From Zamora’s Mercado de Abastos and Zaragoza’s Mercado Central to Bilbao’s Mercado de la Ribera, covered food markets offer inspiration and ingredients to home cooks as well as chefs. The individually owned stalls offer the cured sausages and diverse cheeses, pulses, profusion of seasonal produce, mind-boggling seafood, fresh poultry and game, and innards and extremities that make Spain’s cuisine so spectacular.
Many of the country’s markets have open-air roots, and can trace their origins far back, to medieval times or even the Roman era. These ancient plaza-mercados eventually gained solid foundations and roofs with the advances in steel construction in the mid-nineteenth century.
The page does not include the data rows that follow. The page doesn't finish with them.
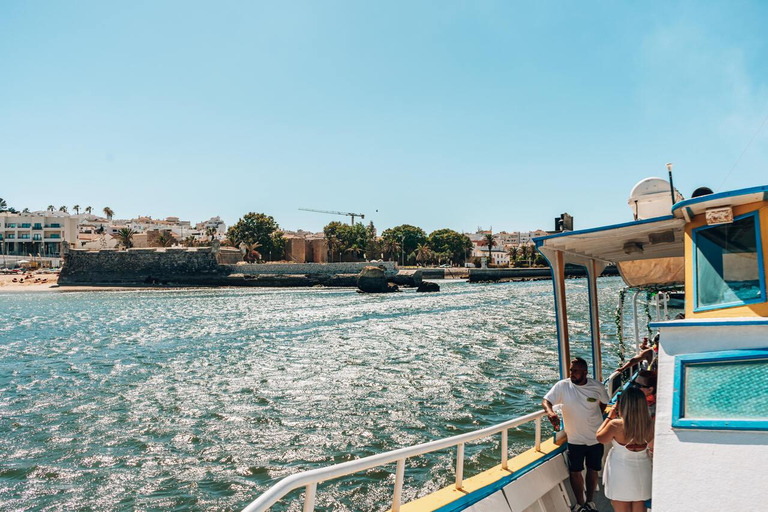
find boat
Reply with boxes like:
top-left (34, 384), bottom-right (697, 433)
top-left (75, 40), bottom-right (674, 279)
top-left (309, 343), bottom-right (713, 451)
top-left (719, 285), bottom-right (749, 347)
top-left (244, 178), bottom-right (768, 512)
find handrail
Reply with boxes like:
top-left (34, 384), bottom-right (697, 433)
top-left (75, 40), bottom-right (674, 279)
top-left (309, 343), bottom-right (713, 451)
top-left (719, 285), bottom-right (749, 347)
top-left (242, 410), bottom-right (545, 512)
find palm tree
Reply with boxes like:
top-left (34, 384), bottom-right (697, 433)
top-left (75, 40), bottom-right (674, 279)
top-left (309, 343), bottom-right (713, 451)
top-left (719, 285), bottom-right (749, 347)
top-left (115, 228), bottom-right (135, 249)
top-left (483, 233), bottom-right (496, 265)
top-left (155, 232), bottom-right (174, 247)
top-left (507, 245), bottom-right (517, 267)
top-left (411, 244), bottom-right (434, 263)
top-left (382, 239), bottom-right (400, 261)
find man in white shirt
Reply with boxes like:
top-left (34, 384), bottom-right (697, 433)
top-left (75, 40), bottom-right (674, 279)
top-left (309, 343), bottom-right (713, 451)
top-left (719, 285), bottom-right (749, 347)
top-left (541, 357), bottom-right (610, 512)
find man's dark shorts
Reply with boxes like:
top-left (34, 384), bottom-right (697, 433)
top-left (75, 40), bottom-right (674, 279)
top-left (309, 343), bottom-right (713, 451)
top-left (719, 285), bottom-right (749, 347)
top-left (568, 443), bottom-right (603, 472)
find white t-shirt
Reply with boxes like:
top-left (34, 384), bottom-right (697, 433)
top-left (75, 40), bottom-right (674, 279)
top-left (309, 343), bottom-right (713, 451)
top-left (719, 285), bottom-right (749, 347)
top-left (544, 378), bottom-right (610, 445)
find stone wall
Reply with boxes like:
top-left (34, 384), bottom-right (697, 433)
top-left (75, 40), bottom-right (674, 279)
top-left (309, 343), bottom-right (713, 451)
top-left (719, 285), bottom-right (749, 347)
top-left (59, 248), bottom-right (228, 286)
top-left (226, 261), bottom-right (397, 276)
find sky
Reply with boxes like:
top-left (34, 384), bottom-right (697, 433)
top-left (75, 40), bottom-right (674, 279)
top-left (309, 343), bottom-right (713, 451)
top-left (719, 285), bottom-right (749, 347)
top-left (0, 0), bottom-right (768, 233)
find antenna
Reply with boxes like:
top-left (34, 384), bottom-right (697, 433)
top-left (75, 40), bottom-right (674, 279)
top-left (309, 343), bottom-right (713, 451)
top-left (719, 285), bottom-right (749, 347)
top-left (667, 164), bottom-right (675, 206)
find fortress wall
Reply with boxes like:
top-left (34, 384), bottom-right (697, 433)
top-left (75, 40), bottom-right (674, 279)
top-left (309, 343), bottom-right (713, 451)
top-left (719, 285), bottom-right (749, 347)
top-left (226, 261), bottom-right (397, 275)
top-left (59, 248), bottom-right (227, 285)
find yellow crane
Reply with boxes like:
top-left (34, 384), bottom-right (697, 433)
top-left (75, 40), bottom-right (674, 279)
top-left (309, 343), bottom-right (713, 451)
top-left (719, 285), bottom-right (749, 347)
top-left (299, 208), bottom-right (365, 226)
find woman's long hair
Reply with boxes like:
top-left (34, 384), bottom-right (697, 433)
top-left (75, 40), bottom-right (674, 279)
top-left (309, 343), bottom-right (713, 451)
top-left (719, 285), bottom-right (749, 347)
top-left (619, 387), bottom-right (653, 444)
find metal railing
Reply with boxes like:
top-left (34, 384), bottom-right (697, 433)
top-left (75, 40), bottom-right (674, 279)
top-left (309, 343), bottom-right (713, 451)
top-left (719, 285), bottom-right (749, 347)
top-left (243, 410), bottom-right (544, 512)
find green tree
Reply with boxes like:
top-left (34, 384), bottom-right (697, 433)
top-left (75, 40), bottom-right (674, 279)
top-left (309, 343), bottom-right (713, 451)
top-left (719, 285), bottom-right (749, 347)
top-left (156, 231), bottom-right (176, 247)
top-left (411, 244), bottom-right (435, 264)
top-left (115, 228), bottom-right (136, 249)
top-left (381, 224), bottom-right (427, 263)
top-left (381, 239), bottom-right (400, 261)
top-left (227, 212), bottom-right (285, 259)
top-left (427, 228), bottom-right (472, 262)
top-left (507, 245), bottom-right (517, 267)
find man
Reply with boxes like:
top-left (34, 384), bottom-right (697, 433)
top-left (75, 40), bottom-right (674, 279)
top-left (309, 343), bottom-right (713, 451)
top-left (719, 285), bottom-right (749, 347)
top-left (541, 357), bottom-right (610, 512)
top-left (632, 370), bottom-right (656, 420)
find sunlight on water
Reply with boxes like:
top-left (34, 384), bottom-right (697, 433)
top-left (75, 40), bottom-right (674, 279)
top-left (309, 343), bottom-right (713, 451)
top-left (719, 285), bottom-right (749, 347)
top-left (0, 278), bottom-right (621, 510)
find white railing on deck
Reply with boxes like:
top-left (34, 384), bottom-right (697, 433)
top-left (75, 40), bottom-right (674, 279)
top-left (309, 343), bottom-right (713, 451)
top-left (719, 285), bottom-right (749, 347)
top-left (243, 410), bottom-right (544, 512)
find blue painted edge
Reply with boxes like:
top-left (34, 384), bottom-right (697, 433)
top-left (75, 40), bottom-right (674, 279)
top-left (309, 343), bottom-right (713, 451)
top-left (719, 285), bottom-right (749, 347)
top-left (672, 348), bottom-right (768, 430)
top-left (434, 443), bottom-right (567, 512)
top-left (672, 185), bottom-right (768, 213)
top-left (536, 249), bottom-right (567, 380)
top-left (533, 215), bottom-right (675, 247)
top-left (651, 318), bottom-right (768, 329)
top-left (691, 210), bottom-right (766, 313)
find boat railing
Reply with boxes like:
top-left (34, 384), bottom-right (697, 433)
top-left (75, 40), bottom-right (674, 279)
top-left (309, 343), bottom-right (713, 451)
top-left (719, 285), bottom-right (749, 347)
top-left (243, 410), bottom-right (544, 512)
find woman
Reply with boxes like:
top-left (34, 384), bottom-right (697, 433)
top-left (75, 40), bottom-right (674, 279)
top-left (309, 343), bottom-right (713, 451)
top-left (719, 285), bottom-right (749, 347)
top-left (597, 388), bottom-right (653, 512)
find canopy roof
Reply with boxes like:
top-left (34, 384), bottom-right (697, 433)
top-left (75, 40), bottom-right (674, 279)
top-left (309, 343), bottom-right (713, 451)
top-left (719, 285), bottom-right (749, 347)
top-left (534, 215), bottom-right (685, 265)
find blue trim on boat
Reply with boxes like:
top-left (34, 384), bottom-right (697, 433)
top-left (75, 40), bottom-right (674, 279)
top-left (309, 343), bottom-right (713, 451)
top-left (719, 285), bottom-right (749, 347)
top-left (691, 210), bottom-right (766, 313)
top-left (672, 185), bottom-right (768, 215)
top-left (533, 215), bottom-right (675, 243)
top-left (672, 348), bottom-right (768, 431)
top-left (434, 443), bottom-right (567, 512)
top-left (651, 318), bottom-right (768, 329)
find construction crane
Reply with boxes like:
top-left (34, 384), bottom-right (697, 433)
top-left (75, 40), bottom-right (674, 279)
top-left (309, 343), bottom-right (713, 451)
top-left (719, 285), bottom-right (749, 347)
top-left (299, 208), bottom-right (365, 226)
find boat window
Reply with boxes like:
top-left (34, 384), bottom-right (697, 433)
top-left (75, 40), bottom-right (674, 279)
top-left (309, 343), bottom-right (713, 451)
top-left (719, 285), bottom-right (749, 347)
top-left (672, 350), bottom-right (768, 430)
top-left (693, 213), bottom-right (765, 309)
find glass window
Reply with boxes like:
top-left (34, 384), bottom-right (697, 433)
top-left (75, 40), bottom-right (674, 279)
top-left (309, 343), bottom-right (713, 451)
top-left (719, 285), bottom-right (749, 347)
top-left (694, 215), bottom-right (765, 308)
top-left (681, 359), bottom-right (768, 420)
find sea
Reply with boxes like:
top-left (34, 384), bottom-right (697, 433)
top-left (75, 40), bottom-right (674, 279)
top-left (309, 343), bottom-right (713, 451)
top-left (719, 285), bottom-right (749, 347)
top-left (0, 277), bottom-right (631, 511)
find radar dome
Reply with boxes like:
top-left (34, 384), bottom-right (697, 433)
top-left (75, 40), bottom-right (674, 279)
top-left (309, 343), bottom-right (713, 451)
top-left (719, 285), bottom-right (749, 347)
top-left (627, 178), bottom-right (683, 220)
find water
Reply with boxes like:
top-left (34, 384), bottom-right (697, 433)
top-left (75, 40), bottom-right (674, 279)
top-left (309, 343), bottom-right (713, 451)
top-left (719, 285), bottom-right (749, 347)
top-left (0, 278), bottom-right (632, 510)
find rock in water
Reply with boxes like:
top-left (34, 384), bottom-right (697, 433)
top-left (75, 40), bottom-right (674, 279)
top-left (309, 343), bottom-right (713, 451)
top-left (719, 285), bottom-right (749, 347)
top-left (416, 281), bottom-right (440, 292)
top-left (357, 266), bottom-right (390, 293)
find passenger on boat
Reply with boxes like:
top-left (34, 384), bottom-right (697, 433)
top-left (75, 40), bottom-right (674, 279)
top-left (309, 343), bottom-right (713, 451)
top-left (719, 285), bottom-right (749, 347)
top-left (616, 334), bottom-right (659, 372)
top-left (541, 357), bottom-right (610, 512)
top-left (597, 387), bottom-right (653, 512)
top-left (632, 370), bottom-right (656, 419)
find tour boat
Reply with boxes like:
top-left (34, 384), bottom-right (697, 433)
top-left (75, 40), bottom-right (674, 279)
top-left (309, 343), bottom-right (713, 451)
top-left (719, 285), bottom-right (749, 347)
top-left (244, 178), bottom-right (768, 512)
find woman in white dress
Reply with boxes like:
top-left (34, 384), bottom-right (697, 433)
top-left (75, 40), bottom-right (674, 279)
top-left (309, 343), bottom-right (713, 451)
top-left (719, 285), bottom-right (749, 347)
top-left (597, 387), bottom-right (653, 512)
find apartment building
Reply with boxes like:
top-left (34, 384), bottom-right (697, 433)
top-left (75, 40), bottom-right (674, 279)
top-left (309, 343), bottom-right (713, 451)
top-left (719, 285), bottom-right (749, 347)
top-left (0, 211), bottom-right (79, 257)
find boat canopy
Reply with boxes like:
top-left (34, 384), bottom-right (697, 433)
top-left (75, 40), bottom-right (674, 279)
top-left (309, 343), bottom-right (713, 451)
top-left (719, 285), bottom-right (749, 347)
top-left (534, 215), bottom-right (685, 380)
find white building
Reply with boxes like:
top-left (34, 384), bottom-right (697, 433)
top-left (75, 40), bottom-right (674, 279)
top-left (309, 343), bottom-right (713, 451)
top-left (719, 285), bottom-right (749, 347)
top-left (0, 210), bottom-right (79, 257)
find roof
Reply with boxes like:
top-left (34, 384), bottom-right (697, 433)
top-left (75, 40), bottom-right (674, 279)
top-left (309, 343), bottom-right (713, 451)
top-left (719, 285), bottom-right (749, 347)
top-left (672, 185), bottom-right (768, 218)
top-left (534, 215), bottom-right (685, 264)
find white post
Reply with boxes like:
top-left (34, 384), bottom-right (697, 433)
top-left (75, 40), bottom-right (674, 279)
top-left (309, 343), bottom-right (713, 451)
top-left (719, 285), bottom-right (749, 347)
top-left (392, 459), bottom-right (405, 512)
top-left (535, 416), bottom-right (541, 452)
top-left (304, 482), bottom-right (317, 512)
top-left (456, 443), bottom-right (464, 490)
top-left (501, 429), bottom-right (509, 469)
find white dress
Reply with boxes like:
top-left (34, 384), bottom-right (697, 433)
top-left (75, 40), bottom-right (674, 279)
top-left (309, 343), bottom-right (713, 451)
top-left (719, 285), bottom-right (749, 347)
top-left (603, 439), bottom-right (652, 501)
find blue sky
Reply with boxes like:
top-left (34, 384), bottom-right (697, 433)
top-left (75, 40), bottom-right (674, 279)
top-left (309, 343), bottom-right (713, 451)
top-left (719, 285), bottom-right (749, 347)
top-left (0, 0), bottom-right (768, 232)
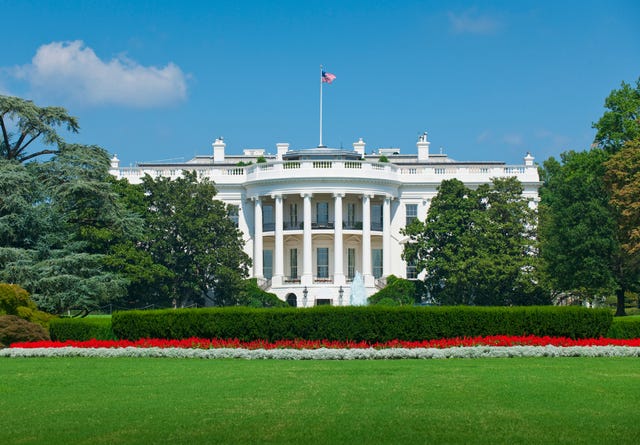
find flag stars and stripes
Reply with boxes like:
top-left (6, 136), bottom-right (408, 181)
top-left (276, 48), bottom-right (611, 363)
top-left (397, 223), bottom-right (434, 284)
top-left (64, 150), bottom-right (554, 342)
top-left (322, 70), bottom-right (336, 83)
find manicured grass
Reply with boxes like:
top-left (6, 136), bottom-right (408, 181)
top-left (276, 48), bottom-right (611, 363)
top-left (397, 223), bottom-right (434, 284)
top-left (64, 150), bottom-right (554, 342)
top-left (0, 358), bottom-right (640, 445)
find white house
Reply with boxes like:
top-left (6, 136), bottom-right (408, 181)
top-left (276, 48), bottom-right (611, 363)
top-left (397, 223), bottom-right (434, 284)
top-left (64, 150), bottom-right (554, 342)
top-left (111, 133), bottom-right (540, 306)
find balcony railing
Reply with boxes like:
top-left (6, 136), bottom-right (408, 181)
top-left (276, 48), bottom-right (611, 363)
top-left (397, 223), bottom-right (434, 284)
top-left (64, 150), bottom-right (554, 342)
top-left (111, 160), bottom-right (539, 184)
top-left (262, 221), bottom-right (384, 232)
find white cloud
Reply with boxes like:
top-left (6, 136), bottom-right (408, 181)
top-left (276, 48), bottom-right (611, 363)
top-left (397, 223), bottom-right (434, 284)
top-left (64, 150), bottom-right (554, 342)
top-left (502, 133), bottom-right (523, 145)
top-left (16, 40), bottom-right (187, 107)
top-left (476, 130), bottom-right (492, 143)
top-left (449, 9), bottom-right (501, 34)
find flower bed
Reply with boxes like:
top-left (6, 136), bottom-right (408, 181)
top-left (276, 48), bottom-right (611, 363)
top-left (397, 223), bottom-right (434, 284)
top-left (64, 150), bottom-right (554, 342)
top-left (11, 335), bottom-right (640, 350)
top-left (0, 336), bottom-right (640, 360)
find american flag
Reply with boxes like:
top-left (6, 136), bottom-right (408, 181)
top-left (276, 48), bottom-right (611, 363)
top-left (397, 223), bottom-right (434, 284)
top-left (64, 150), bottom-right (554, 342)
top-left (322, 71), bottom-right (336, 83)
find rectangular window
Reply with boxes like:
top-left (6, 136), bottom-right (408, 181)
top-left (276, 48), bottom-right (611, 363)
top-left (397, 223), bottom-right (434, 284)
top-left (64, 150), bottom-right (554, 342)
top-left (347, 249), bottom-right (356, 280)
top-left (289, 204), bottom-right (298, 229)
top-left (227, 204), bottom-right (240, 227)
top-left (316, 202), bottom-right (329, 227)
top-left (262, 205), bottom-right (276, 232)
top-left (371, 204), bottom-right (382, 231)
top-left (346, 202), bottom-right (356, 229)
top-left (371, 249), bottom-right (382, 278)
top-left (405, 204), bottom-right (418, 226)
top-left (316, 247), bottom-right (329, 278)
top-left (289, 249), bottom-right (298, 280)
top-left (407, 261), bottom-right (418, 280)
top-left (262, 250), bottom-right (273, 280)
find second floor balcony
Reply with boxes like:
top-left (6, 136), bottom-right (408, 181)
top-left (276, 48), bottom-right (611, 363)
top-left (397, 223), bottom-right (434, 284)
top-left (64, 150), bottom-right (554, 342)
top-left (262, 221), bottom-right (384, 232)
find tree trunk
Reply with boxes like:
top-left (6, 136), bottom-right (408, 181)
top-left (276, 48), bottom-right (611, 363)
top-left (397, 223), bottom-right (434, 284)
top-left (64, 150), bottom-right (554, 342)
top-left (616, 288), bottom-right (627, 317)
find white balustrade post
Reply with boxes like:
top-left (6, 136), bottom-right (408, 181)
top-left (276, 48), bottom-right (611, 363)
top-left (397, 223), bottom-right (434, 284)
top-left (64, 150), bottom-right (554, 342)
top-left (253, 196), bottom-right (264, 279)
top-left (382, 196), bottom-right (391, 277)
top-left (333, 193), bottom-right (346, 286)
top-left (271, 195), bottom-right (284, 286)
top-left (362, 193), bottom-right (373, 286)
top-left (300, 193), bottom-right (313, 286)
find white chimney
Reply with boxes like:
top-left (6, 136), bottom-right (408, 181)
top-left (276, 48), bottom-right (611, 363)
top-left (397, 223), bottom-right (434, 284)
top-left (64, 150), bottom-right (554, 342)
top-left (353, 138), bottom-right (367, 157)
top-left (111, 154), bottom-right (120, 170)
top-left (524, 152), bottom-right (535, 166)
top-left (211, 137), bottom-right (227, 164)
top-left (416, 131), bottom-right (431, 162)
top-left (276, 142), bottom-right (289, 161)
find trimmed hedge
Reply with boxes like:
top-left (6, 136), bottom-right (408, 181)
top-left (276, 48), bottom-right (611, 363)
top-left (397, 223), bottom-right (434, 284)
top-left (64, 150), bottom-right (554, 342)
top-left (607, 317), bottom-right (640, 338)
top-left (49, 317), bottom-right (116, 341)
top-left (112, 306), bottom-right (613, 342)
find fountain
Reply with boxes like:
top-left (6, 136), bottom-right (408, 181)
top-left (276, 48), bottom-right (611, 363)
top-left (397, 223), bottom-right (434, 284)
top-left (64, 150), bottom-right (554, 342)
top-left (349, 271), bottom-right (367, 306)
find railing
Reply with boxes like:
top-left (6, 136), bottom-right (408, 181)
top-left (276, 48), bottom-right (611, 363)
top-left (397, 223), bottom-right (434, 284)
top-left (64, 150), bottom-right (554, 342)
top-left (262, 221), bottom-right (384, 232)
top-left (342, 221), bottom-right (362, 230)
top-left (311, 221), bottom-right (333, 229)
top-left (282, 222), bottom-right (304, 230)
top-left (111, 160), bottom-right (538, 183)
top-left (256, 278), bottom-right (271, 290)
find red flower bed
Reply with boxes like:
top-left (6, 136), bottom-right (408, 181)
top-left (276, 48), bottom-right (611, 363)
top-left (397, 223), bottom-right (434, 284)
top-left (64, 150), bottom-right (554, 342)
top-left (11, 335), bottom-right (640, 349)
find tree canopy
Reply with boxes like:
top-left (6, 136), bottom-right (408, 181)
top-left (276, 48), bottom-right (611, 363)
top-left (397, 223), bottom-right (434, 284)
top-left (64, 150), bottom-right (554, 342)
top-left (0, 144), bottom-right (136, 313)
top-left (403, 178), bottom-right (547, 305)
top-left (593, 78), bottom-right (640, 153)
top-left (142, 171), bottom-right (251, 306)
top-left (0, 95), bottom-right (80, 162)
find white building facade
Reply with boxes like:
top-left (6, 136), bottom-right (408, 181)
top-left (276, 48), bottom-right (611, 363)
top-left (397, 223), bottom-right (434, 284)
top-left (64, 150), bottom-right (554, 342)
top-left (111, 133), bottom-right (540, 307)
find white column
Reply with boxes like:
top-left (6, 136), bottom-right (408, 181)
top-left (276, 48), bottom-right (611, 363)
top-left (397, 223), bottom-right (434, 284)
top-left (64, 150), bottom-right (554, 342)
top-left (382, 196), bottom-right (391, 277)
top-left (253, 196), bottom-right (264, 278)
top-left (300, 193), bottom-right (313, 286)
top-left (333, 193), bottom-right (346, 286)
top-left (362, 194), bottom-right (373, 286)
top-left (271, 195), bottom-right (284, 285)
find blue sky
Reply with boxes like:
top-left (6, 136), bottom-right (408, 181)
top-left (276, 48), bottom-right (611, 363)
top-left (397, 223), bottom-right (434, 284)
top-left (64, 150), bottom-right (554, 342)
top-left (0, 0), bottom-right (640, 165)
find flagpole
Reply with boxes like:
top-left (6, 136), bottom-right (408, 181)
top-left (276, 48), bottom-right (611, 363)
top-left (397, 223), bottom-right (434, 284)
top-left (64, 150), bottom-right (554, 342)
top-left (318, 65), bottom-right (322, 147)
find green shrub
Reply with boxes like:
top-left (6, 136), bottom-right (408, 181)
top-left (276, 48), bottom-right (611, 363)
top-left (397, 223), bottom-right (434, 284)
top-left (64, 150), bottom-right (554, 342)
top-left (112, 306), bottom-right (612, 342)
top-left (49, 317), bottom-right (116, 341)
top-left (368, 275), bottom-right (422, 306)
top-left (0, 315), bottom-right (49, 346)
top-left (607, 316), bottom-right (640, 338)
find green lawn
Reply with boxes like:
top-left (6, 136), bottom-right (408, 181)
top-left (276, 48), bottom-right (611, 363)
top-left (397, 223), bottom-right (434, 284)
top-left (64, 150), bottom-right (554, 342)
top-left (0, 358), bottom-right (640, 445)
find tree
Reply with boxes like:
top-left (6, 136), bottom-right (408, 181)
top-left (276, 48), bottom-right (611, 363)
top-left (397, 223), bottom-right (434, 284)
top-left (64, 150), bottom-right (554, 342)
top-left (592, 78), bottom-right (640, 153)
top-left (604, 137), bottom-right (640, 260)
top-left (368, 275), bottom-right (421, 306)
top-left (539, 149), bottom-right (633, 315)
top-left (0, 144), bottom-right (136, 313)
top-left (403, 178), bottom-right (547, 305)
top-left (143, 171), bottom-right (251, 305)
top-left (0, 95), bottom-right (80, 162)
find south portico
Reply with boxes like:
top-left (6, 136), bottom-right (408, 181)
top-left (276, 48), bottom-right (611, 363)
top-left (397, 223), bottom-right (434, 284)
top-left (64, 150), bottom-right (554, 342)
top-left (249, 187), bottom-right (394, 304)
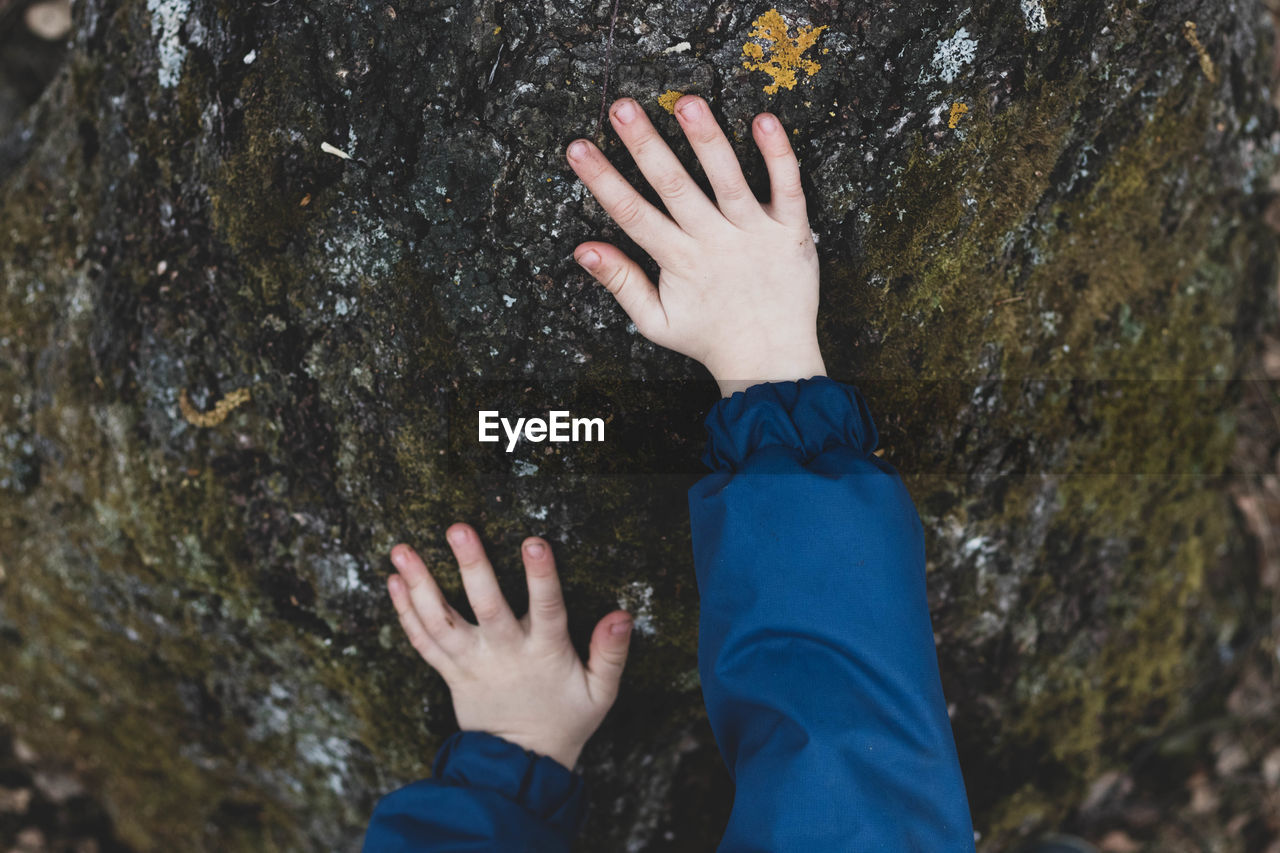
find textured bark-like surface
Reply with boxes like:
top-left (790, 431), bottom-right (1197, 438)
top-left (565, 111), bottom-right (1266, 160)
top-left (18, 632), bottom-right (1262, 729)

Market designs at that time often included the elegant, free-flowing curves of art nouveau, rich in ornamentation and lavished with decorative elements.
In Barcelona, La Boqueria is the city’s most famous market and an icon for the food-conscious city. But it is just one of thirty-nine municipal food markets (and four specialist ones) scattered through Barcelona’s neighborhoods. (It is the largest such network in Europe.) There are other markets closer to my home, though I go to La Boqueria for a handful of specific items brought in from the countryside—foraged wild mushrooms from Llorenç Petràs’s stall, fresh thyme and rosemary from the vegetable stall behind it, the finest Arbequina olives from Olivas y Conservas Pinyol, and particular Galician seafood like large turbot, octopus, percebes (gooseneck barnacles), and navajas (razor clams).
Spain’s markets are not only places to shop but also to eat. Tucked among the stalls, tiny and usually deceptively simple cafés serve splendid cocina de mercado (market cooking). Drawing on the fresh products that surround them in the market, they showcase bold flavors with straightforward cooking techniques.
Standing in a market like Valencia’s Mercado Central, with its soaring, airy, mosaic-covered cupola above and splendid stalls of food all around, it truly feels like being in a cathedral of a faith that celebrates itself through its cuisine.